S&P 500 futures fell 5.8 points and were below fair value, a formula that evaluates pricing by taking into account interest rates, dividends and time to expiration on the contract. Dow Jones industrial average futures shed 48 points, and Nasdaq 100 futures were off 13 points.

The European Commission imposed a record fine of 1.06 billion euros ($1.45 billion) on chipmaker Intel Corp on Wednesday and ordered it halt illegal rebates and other practices intended to squeeze out rival Advanced Micro Devices Inc.

The fine offset earlier optimism after Intel, the world's No. 1 chipmaker, said late Tuesday its orders and billing patterns have been slightly better than expected so far in the second quarter.
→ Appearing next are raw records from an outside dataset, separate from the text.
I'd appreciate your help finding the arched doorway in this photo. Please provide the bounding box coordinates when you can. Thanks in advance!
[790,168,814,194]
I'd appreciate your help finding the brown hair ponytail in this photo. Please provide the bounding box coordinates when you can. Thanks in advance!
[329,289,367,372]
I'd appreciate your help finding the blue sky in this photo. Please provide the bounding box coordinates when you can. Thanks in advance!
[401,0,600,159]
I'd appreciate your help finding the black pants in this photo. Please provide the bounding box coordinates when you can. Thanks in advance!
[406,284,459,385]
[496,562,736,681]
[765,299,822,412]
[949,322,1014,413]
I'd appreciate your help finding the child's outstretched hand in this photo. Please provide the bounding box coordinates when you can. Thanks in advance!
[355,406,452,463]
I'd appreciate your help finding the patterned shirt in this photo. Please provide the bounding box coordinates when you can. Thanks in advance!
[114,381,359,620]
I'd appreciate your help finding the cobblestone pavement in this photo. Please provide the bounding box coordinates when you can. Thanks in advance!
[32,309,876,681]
Shares of Intel rose 1.3 percent to $15.45 in premarket trade.

The world's largest chip equipment maker, Applied Materials Inc, posted a quarterly loss Tuesday as cost cuts failed to fully offset a steep drop in revenue.

Chrysler LLC's bankruptcy may take as long as two years, instead of the two months that U.S. President Barack Obama suggested as a target, Bloomberg reported, citing an administration official.

On Tuesday, the Dow gained ground as investors scooped up defensive shares such as Pfizer Inc
, while energy shares rose alongside oil prices. The S&P 500 was little changed, and the Nasdaq fell as financial and technology shares dropped after recent sharp gains.

Since reaching historic lows in early March, the Dow has surged 30.9 percent and the S&P 500 has soared 36.2 percent.